The 2020 publication in Annals of Oncology is called “Insulin-like growth factor-1, insulin-like growth factor-binding protein-3, and breast cancer risk: observational and Mendelian randomization analyses with ∼430 000 women”.
A fourth result: TV watching and mortality
Following 490,000 individuals across 7 years, an association between the amount of television consumption and death was clearly connected. Published in 2021 in Mayo Clinical Proceedings, “Understanding How Much TV is Too Much: A Nonlinear Analysis of the Association Between Television Viewing Time and Adverse Health Outcomes” demonstrated the lowest risk was less than 2 hours of television watching per day.
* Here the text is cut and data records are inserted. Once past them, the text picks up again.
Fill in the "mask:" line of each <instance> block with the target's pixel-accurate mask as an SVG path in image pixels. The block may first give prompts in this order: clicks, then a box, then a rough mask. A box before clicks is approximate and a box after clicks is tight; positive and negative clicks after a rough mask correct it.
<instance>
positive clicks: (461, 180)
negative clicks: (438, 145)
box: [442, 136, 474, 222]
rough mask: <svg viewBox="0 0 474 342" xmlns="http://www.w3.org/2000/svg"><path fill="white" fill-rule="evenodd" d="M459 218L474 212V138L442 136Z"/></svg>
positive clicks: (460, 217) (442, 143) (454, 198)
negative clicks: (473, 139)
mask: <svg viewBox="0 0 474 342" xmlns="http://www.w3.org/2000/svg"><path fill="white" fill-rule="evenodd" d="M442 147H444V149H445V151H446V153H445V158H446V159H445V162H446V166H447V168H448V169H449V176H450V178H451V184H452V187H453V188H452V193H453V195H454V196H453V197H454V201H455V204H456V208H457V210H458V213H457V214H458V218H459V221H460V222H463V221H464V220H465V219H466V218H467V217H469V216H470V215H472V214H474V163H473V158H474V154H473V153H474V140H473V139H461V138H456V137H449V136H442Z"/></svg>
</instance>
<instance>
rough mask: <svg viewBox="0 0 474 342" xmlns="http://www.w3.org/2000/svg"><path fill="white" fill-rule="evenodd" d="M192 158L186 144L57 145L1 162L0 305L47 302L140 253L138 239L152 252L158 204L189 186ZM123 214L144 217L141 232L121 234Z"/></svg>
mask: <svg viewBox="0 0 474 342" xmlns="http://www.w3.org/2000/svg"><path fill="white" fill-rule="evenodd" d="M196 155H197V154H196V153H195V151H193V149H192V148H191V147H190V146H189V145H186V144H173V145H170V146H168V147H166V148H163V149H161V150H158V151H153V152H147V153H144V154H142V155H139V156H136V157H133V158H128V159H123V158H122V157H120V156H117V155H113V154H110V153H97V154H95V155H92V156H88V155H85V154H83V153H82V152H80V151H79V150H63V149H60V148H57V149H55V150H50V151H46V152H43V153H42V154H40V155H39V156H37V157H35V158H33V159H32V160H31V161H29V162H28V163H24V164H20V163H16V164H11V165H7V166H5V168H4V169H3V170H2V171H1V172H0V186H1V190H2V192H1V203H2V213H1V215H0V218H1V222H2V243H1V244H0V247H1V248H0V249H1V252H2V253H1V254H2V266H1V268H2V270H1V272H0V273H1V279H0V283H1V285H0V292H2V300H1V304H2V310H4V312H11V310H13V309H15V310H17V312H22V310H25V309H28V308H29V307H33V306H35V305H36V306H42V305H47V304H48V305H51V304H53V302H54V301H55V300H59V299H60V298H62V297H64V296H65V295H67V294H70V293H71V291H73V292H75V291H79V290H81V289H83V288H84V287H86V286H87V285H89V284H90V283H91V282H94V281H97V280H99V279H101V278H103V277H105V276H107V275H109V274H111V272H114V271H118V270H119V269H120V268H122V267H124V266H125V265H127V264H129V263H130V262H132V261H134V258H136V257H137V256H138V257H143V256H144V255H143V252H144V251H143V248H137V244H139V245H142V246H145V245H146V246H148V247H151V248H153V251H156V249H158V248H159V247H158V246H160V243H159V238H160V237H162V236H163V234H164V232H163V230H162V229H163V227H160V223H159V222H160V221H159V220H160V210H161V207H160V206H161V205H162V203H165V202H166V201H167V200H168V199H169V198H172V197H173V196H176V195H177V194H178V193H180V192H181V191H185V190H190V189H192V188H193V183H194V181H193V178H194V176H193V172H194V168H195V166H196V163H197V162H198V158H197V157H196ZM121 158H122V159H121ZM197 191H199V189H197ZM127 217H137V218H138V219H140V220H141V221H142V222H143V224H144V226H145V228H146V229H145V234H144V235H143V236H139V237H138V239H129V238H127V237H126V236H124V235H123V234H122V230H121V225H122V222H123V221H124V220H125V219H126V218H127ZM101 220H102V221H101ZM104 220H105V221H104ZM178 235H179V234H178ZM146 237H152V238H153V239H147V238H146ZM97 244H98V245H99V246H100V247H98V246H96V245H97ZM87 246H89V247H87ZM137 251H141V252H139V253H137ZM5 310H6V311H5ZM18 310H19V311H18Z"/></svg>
Above 2 hours per day, the risk was an 8.6% rise in cardiovascular disease mortality over the seven year observation period.
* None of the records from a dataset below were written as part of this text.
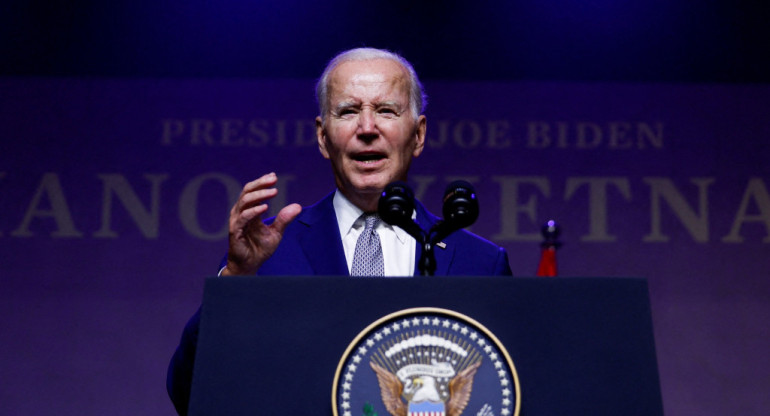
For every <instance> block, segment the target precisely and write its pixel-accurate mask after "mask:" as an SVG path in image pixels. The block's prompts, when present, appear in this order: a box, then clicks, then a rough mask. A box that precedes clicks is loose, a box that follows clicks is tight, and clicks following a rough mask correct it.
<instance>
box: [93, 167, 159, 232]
mask: <svg viewBox="0 0 770 416" xmlns="http://www.w3.org/2000/svg"><path fill="white" fill-rule="evenodd" d="M97 176H98V177H99V179H101V180H102V184H103V186H102V226H101V228H100V229H99V230H98V231H96V232H95V233H94V237H97V238H116V237H118V233H117V232H115V231H114V230H113V229H112V195H113V194H115V196H116V197H117V198H118V200H120V202H121V203H122V204H123V207H124V208H125V209H126V211H127V212H128V214H129V216H130V217H131V219H133V220H134V223H135V224H136V225H137V226H138V227H139V231H141V232H142V235H143V236H144V237H145V238H150V239H154V238H158V222H159V215H160V184H161V183H162V182H163V181H165V180H166V179H167V178H168V175H150V174H145V175H143V176H144V178H145V179H147V180H148V181H149V182H150V183H151V185H152V188H151V191H150V204H149V209H148V208H145V207H144V206H143V205H142V201H141V200H140V199H139V197H138V196H137V195H136V192H134V189H133V188H132V187H131V184H129V183H128V181H127V180H126V178H125V177H124V176H123V175H119V174H100V175H97Z"/></svg>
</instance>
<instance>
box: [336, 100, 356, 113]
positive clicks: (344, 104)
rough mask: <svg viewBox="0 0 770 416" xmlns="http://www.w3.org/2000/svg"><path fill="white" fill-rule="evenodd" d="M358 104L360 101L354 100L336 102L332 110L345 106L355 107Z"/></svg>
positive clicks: (344, 108) (336, 109) (336, 110)
mask: <svg viewBox="0 0 770 416" xmlns="http://www.w3.org/2000/svg"><path fill="white" fill-rule="evenodd" d="M358 105H360V103H358V102H356V101H343V102H341V103H338V104H337V105H336V106H334V110H335V111H339V110H342V109H345V108H350V107H356V106H358Z"/></svg>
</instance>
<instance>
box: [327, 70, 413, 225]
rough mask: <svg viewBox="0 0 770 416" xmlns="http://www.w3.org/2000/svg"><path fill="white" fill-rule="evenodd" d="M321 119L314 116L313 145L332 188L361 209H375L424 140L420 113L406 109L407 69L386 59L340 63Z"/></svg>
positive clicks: (400, 178) (407, 99)
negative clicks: (387, 186)
mask: <svg viewBox="0 0 770 416" xmlns="http://www.w3.org/2000/svg"><path fill="white" fill-rule="evenodd" d="M325 118H326V119H325V120H324V121H322V120H321V119H320V118H318V119H316V133H317V136H318V146H319V148H320V150H321V154H323V156H324V157H325V158H327V159H329V160H330V161H331V163H332V168H333V169H334V176H335V180H336V182H337V187H338V188H339V189H340V190H341V191H342V192H343V194H344V195H345V196H346V197H347V198H348V199H349V200H350V201H351V202H353V203H354V204H356V205H357V206H359V207H360V208H362V209H364V210H366V211H369V210H373V209H375V208H376V203H377V200H378V199H379V194H380V192H382V190H383V188H385V186H386V185H387V184H388V183H390V182H392V181H395V180H406V174H407V171H408V170H409V164H410V163H411V160H412V157H416V156H419V155H420V153H422V149H423V146H424V144H425V126H426V121H425V116H419V117H418V118H417V119H415V115H414V114H412V112H411V111H410V106H409V83H408V76H407V73H406V72H405V70H404V68H402V67H401V65H399V64H398V63H396V62H394V61H392V60H388V59H376V60H371V61H349V62H345V63H342V64H340V65H339V66H337V67H336V68H335V69H334V70H333V72H332V74H331V77H330V82H329V114H326V115H325Z"/></svg>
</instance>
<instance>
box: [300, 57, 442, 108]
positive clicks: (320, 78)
mask: <svg viewBox="0 0 770 416" xmlns="http://www.w3.org/2000/svg"><path fill="white" fill-rule="evenodd" d="M374 59H389V60H391V61H395V62H396V63H398V64H399V65H401V66H402V67H403V68H404V69H405V70H406V72H407V73H408V74H409V108H410V110H411V111H412V115H413V116H414V118H415V119H417V117H418V116H419V115H421V114H422V113H423V111H425V106H426V105H427V103H428V100H427V96H426V95H425V91H424V90H423V87H422V83H420V80H419V78H417V73H416V72H415V71H414V68H413V67H412V64H410V63H409V61H407V60H406V59H404V57H402V56H401V55H399V54H397V53H394V52H391V51H388V50H385V49H376V48H355V49H349V50H347V51H344V52H341V53H339V54H338V55H337V56H335V57H334V58H332V60H331V61H329V63H328V64H327V65H326V68H325V69H324V72H323V73H322V74H321V78H319V79H318V82H317V83H316V88H315V94H316V101H318V111H319V112H320V116H321V118H322V119H325V118H326V114H328V111H329V78H330V75H331V73H332V71H333V70H334V68H336V67H337V66H338V65H340V64H342V63H343V62H349V61H371V60H374Z"/></svg>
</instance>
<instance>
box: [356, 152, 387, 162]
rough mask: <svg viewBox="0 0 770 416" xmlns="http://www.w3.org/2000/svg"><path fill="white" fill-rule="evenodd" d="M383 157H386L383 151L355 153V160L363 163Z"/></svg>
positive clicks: (379, 158)
mask: <svg viewBox="0 0 770 416" xmlns="http://www.w3.org/2000/svg"><path fill="white" fill-rule="evenodd" d="M382 159H385V155H384V154H382V153H368V152H367V153H357V154H355V155H353V160H355V161H356V162H361V163H376V162H378V161H380V160H382Z"/></svg>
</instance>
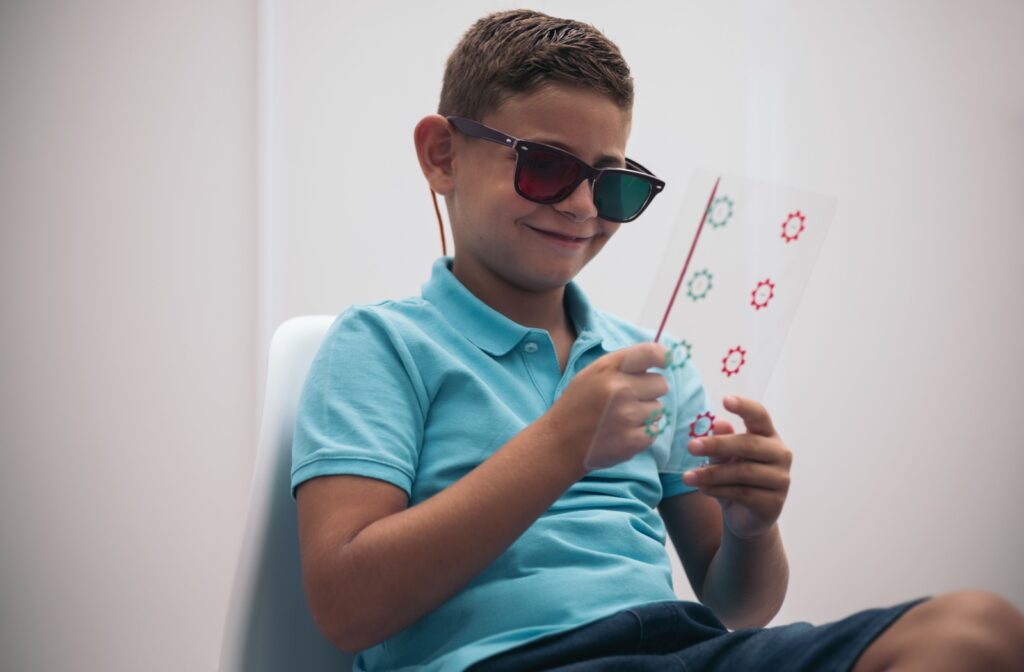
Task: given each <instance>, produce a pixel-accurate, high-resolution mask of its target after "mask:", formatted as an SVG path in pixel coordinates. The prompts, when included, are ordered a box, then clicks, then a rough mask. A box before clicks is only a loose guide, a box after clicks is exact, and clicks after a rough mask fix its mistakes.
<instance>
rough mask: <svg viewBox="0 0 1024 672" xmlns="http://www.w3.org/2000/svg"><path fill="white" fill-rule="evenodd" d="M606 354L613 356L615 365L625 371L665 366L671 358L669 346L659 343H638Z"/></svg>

From the abstract: “Substituting TV time with sleeping, walking, or moderate or vigorous physical activity was associated with reduced risk for all outcomes when baseline levels of substitute activities were low.”
Take-home lesson: stay away from extended television watching!
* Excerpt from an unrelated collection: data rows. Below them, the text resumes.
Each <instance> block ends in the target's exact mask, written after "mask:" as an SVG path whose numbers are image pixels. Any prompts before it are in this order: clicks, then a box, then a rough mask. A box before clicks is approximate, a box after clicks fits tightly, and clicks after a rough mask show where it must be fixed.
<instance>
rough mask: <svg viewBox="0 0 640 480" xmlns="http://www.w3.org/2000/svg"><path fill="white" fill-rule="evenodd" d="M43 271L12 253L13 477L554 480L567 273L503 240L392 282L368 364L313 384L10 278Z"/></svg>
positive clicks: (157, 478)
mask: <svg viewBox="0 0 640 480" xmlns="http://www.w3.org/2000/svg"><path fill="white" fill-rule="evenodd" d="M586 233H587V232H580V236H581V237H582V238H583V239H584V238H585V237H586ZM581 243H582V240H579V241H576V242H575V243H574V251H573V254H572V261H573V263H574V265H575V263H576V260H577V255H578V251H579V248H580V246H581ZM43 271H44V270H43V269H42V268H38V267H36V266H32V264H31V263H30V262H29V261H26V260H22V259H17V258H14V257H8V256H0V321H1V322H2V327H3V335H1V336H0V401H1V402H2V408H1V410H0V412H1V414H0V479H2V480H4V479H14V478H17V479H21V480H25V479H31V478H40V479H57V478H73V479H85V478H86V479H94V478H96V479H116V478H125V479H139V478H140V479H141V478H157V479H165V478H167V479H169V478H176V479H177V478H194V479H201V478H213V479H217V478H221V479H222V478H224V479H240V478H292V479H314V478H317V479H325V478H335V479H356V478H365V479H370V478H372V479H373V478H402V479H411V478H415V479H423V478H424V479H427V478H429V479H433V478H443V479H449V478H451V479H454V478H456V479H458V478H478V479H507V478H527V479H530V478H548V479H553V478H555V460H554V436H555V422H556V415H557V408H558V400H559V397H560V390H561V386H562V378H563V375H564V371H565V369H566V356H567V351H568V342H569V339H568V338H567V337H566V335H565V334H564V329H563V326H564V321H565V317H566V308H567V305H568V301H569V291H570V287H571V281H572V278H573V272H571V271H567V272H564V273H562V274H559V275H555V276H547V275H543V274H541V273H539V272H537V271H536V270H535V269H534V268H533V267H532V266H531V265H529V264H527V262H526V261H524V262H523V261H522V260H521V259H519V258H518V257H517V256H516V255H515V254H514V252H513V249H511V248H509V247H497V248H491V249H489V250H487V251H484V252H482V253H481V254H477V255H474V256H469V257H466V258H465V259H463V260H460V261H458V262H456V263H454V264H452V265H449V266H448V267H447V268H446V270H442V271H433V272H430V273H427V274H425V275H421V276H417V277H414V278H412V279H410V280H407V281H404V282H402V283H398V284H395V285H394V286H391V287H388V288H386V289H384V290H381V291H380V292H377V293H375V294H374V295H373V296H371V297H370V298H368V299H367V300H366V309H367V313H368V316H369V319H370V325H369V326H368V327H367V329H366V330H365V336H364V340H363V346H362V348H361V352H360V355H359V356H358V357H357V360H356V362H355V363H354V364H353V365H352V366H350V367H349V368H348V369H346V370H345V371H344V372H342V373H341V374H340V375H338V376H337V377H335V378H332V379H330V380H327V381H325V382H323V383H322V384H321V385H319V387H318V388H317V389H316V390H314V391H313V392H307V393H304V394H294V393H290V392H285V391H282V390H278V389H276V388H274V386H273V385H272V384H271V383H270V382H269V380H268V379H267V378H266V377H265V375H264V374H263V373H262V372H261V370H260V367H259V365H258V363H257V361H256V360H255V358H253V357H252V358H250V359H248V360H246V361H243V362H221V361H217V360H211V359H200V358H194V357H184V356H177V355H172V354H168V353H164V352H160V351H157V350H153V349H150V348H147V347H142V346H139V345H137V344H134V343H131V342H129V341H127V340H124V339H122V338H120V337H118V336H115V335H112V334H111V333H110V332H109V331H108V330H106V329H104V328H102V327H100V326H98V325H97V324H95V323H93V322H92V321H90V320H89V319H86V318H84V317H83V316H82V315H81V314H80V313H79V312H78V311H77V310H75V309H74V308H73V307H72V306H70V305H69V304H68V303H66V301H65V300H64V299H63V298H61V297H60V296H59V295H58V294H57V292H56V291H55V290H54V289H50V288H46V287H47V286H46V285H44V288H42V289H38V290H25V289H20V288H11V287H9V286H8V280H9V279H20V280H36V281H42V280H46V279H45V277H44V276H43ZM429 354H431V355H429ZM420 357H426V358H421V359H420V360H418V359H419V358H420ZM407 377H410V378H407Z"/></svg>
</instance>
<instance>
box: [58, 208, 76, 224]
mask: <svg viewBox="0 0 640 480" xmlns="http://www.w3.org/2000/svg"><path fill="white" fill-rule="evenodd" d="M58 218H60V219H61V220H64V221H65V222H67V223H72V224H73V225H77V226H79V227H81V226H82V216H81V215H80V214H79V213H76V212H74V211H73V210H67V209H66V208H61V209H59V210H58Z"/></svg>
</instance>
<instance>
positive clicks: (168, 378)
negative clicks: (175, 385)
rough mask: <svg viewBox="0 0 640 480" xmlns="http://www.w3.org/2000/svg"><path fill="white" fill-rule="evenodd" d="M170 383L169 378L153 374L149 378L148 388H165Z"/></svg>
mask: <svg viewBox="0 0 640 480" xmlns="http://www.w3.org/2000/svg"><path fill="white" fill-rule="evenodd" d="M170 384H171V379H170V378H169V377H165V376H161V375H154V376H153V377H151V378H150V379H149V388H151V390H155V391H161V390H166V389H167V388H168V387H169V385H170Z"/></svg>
A fifth result: 454,787 whole-exome sequencing analysis identifying 594 genes connected to 3,994 traits
This is a remarkably powerful paper, the first using the whole-exome sequencing project organized by Regeneron Pharmaceuticals. From the 454.7K whole-exome dataset, 12M coding variants were identified. Within these 12M variants, 1M were predicted loss-of-function mutations, and another 1.8M were deleterious mis-sense mutations.
The 594 genes associated with the 3,994 traits had a p-value of <2×10-11 significance. The main findings were key genetic associations to liver disease, eye disease, and cancer of several types. In addition, key risk-reducing genes were identified for hypertension (SLC9A3R2), diabetes (MAP3K15, FAM234A) and asthma (SLC27A3).
Lastly, six genes were associated with specific brain imaging phenotypes. This work was published 2021 in the journal Nature, titled “Exome sequencing and analysis of 454,787 UK Biobank participants”.
Upcoming work – the Pharma Proteomics Project
As mentioned previously, Olink is currently generating over 3000 markers on 53,000 UK Biobank samples with a collaboration of 13 pharmaceutical companies to combine the WES and WGS datasets, the circulating biomarker data, and outcome phenotypes to determine the cause of many diseases. There will be a flood of discovery using the combination of genomic and circulating proteome data combined with the power of deeply phenotyped samples. To learn more about the Pharma Proteome Project, Dr. Christopher Whelen of Biogen gave the following talk in 2021 that sums up the Pharma Proteomics Project, their aims and current progress.
If you prefer to read about this presentation rather than watching a video, I wrote this summary up for the Olink blog here.
Lastly, already there is underway an expanded version of the UK Biobank called Our Future Health, described by Dr. Fiona Watt (Executive Chair of the Medical Research Council) in this video celebrating 20 years of the UKB as “The UK Biobank Times Ten”. So definitely there is a lot more to come – these are exciting times!